Pour les acquéreurs, c’est une façon de mettre la main sur une manne juteuse, avec des titres inusables, qui rapportent gros de façon fiable et régulière, en partie grâce au streaming, part grandissante du marché de la musique, explique un article du Guardian. Les droits des morceaux rapportent aussi des royalties chaque fois qu’ils sont joués à la radio, vendus sur support physique (CD ou vinyl), repris ou samplés par d’autres artistes, ou encore placés dans des films, des séries ou des publicités.
Hipgnosis se taille la part du lion
Ainsi, le fonds d’investissement Hipgnosis, l’un des fonds d’investissement les plus actifs dans le rachat de catalogues d’édition musicale, a déboursé plus d’un milliard de dollars depuis 2018 pour acquérir des droits musicaux et a vu ses revenus multipliés par dix en 2020 par rapport à 2019, rapporte Variety (passant en douze mois de 8,9 millions de dollars à 81 millions de dollars). Créée en 2018 par Merck Mercuriadis, ancien manager de Beyoncé, Elton John et Guns’n’ Roses, la société fait désormais partie des plus grosses valeurs cotées à Londres.

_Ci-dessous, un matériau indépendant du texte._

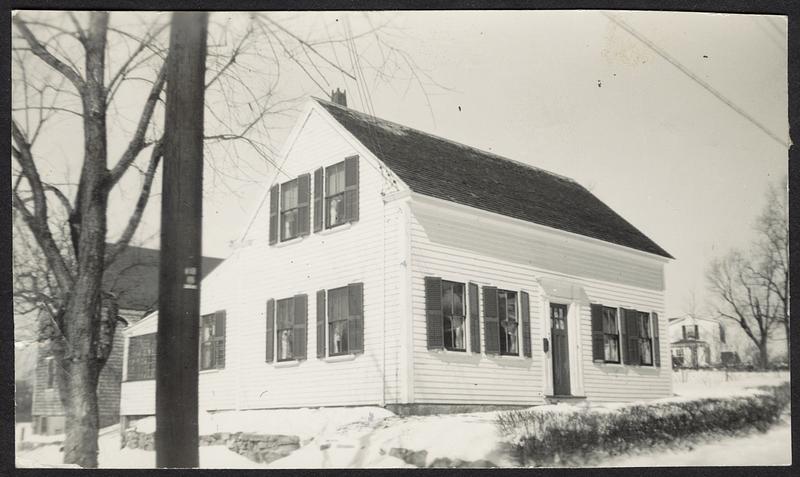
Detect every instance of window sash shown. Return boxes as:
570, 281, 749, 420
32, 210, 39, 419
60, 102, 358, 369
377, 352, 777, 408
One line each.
497, 290, 520, 356
325, 161, 346, 228
275, 297, 294, 361
200, 313, 220, 371
328, 287, 350, 356
603, 306, 621, 363
442, 280, 467, 351
639, 312, 653, 366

Dans son rapport annuel 2020, Hipgnosis souligne que les revenus de catalogues musicaux sont imperméables aux mouvements des marchés car les gens écoutent toujours de la musique (même en temps de pandémie ou de disette) et « paient presque toujours » cette consommation grâce aux plateformes de streaming.
Les artistes ont besoin de cash
Du côté des artistes, les motivations diffèrent mais ils profitent tous actuellement de ce que les prix de rachat sont élevés (ce ne sera peut-être pas toujours le cas). Certains vendent pour obtenir du cash pour leurs dernières années et parfois en vue d’abonder leurs fondations (Jimmy Iovine avec sa Young Academy co-fondée avec Dr Dre). D’autres souhaitent mettre leurs affaires en ordre et sécuriser l’avenir de leurs héritiers, comme l’envisage Dolly Parton, âgée de 74 ans.
David Crosby, ex-Byrds et Crosby Stills and Nash dit, lui, y être contraint pour nourrir sa famille et payer ses traites alors que les concerts sont au point mort et que le streaming le spolie, dit-il, de ses revenus musicaux.